On 1st January 2015, the final VAT Package changes came into effect and EU established suppliers of telecoms, broadcasting and electronic services (TBES) are now required to change the way VAT is accounted for on B2C supplies.
This change will level the playing field for EU established businesses and bring the VAT treatment in line with that already applied by non-EU providers of similar services.
The new rules will require careful adoption by companies. Failure to comply could result in fines and penalties from tax authorities across the EU. The aim of Accordance’s 2015 VAT MOSS Compliance Assessment is to assist businesses to make the transition to the new framework in a comprehensive and commercially sensible way. The assessment will, in particular, attempt to identify the most cost effective way of meeting the new obligations whilst preventing any disruption to your sales.
Key areas of change
- The place of supply for VAT purposes has shifted from the country of establishment of the supplier to the country of the consumer.
- This means that instead of charging a single rate of VAT for sales to private individuals, businesses have to charge VAT at the rate of the EU country in which their customer is located
- The shift to collecting VAT based on where the consumer is located would normally require businesses to register and charge VAT in each country which supplies are made to consumers
- To avoid multiple registrations, the ‘Mini One Stop Shop’ (MOSS) allows businesses to have a single VAT registration in the Member State of establishment
- VAT should be charged at the applicable rate of each country and declared via MOSS online.
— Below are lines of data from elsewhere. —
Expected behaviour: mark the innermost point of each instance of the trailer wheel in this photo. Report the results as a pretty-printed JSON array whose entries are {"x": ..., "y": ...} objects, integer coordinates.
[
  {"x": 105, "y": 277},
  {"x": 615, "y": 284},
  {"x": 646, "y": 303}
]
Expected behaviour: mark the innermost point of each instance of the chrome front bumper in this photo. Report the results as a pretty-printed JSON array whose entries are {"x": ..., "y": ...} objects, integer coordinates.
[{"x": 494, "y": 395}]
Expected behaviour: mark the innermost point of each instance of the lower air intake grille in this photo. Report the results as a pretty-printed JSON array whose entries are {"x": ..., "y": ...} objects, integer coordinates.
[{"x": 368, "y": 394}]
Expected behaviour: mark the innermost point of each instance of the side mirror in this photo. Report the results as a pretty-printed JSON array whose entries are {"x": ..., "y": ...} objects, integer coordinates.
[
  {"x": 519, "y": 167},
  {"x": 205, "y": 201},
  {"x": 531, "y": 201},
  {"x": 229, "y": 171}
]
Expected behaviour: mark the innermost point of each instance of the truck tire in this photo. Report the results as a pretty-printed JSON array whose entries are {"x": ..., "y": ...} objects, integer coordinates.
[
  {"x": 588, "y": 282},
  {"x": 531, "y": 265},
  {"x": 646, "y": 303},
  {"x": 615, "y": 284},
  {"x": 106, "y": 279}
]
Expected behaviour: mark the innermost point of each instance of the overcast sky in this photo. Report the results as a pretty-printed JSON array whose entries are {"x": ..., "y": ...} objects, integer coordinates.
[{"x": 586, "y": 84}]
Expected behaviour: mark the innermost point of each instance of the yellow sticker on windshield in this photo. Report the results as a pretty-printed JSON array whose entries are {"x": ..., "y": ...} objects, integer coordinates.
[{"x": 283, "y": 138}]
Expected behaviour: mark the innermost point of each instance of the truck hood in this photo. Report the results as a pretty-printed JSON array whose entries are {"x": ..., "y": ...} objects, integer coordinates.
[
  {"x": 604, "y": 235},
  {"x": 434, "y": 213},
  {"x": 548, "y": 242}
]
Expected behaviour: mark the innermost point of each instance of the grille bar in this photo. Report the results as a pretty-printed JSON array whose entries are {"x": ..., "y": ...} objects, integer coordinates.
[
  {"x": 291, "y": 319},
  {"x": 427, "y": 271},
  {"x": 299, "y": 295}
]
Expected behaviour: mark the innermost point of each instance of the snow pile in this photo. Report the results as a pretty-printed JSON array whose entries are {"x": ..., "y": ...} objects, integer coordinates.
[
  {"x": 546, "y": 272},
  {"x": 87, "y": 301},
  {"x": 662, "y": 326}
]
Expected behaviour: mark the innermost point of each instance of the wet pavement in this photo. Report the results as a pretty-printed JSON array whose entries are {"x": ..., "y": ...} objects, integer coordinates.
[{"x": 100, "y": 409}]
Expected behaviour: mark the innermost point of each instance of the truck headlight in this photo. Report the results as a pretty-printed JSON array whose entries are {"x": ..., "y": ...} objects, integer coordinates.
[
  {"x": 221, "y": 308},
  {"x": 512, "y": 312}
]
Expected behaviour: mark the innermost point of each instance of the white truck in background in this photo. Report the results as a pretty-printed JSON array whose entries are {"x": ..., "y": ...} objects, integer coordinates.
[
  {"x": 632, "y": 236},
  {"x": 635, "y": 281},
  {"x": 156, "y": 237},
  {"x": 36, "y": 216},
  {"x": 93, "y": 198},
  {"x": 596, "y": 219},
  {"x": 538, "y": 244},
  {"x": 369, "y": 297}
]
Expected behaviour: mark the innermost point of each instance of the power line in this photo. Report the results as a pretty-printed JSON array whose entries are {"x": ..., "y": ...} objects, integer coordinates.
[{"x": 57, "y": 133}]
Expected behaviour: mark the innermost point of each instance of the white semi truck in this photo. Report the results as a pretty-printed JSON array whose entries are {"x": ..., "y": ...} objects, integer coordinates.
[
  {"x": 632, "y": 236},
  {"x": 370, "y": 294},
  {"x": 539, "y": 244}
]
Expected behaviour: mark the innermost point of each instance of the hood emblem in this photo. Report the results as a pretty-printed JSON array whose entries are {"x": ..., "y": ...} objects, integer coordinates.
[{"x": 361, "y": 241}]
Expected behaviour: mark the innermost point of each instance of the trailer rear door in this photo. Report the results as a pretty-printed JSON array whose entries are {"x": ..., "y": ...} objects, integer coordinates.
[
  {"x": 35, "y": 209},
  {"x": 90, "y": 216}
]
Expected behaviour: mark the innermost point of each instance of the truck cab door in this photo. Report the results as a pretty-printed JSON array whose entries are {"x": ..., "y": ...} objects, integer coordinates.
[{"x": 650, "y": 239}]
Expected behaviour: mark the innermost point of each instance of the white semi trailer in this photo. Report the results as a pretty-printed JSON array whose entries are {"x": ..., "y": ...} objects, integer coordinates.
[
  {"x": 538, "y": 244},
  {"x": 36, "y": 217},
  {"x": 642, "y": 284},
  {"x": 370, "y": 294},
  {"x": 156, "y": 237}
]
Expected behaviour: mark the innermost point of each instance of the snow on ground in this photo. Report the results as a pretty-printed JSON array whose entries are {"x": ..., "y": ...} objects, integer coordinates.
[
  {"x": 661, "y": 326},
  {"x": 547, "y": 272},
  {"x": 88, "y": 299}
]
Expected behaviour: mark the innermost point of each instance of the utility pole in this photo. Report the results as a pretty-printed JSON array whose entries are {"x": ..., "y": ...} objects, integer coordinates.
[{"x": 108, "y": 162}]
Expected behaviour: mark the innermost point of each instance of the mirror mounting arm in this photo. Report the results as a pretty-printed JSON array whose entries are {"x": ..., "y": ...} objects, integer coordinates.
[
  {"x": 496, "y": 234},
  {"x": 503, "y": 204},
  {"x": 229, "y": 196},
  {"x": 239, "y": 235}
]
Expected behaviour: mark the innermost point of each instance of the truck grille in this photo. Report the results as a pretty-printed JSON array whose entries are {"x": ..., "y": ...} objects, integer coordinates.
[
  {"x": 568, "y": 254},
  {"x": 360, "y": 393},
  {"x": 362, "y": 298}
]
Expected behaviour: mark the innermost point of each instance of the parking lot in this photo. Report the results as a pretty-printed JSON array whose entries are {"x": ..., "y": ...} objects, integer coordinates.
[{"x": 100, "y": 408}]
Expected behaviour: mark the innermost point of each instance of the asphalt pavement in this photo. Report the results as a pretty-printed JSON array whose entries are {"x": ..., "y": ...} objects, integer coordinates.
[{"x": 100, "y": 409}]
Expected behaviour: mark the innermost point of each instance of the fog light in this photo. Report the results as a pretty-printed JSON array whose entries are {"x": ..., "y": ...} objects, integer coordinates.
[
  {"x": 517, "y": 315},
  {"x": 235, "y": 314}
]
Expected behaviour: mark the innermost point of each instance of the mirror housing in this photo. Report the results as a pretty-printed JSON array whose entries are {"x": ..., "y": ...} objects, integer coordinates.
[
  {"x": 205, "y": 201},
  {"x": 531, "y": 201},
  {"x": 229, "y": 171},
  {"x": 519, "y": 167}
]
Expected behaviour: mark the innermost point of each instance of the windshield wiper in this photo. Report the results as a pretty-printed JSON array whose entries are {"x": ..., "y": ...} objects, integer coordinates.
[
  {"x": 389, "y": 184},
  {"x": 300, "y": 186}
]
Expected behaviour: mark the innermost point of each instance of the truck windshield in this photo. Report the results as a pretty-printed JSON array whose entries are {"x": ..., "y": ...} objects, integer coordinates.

A single payment is also made through the system and this is then remitted to the relevant Member States.
- The VAT rules for business-to-business supplies will remain unchanged.
Key VAT issues for businesses
- Are the supplies your business makes be affected by the changes?
- It will be necessary to consider whether the MOSS should be used or whether the business should register in the EU Member State as a non-resident business. Companies with establishments in other EU Member States or existing cross-border VAT registrations will need to consider how these affect its use
- Invoicing procedures need to be modified to account for differing B2C invoicing rules across the EU. It will be necessary to work out which VAT rate to apply according to local country rules
- The MOSS will report a business’s sales in up to 27 EU Member States. Businesses will need to consider whether existing resources will allow for this to be compiled and reviewed
- It may be necessary to review pricing structures and whether these should be altered to account for different VAT rates
- It may be necessary to implement processes to prove where customers are located when consuming services, especially where ‘use and enjoyment’ rules are applicable
- ERP VAT coding will need to be updated to fall into line with new regulations
- Businesses will need to consider how any EU VAT can be recovered as this is not possible through the MOSS
Aims of Accordance’s TBE Services MOSS compliance assessment
- The Assessment will consider all the compliance issues raised by the 2015 changes in relation to the particular circumstances of the business examined.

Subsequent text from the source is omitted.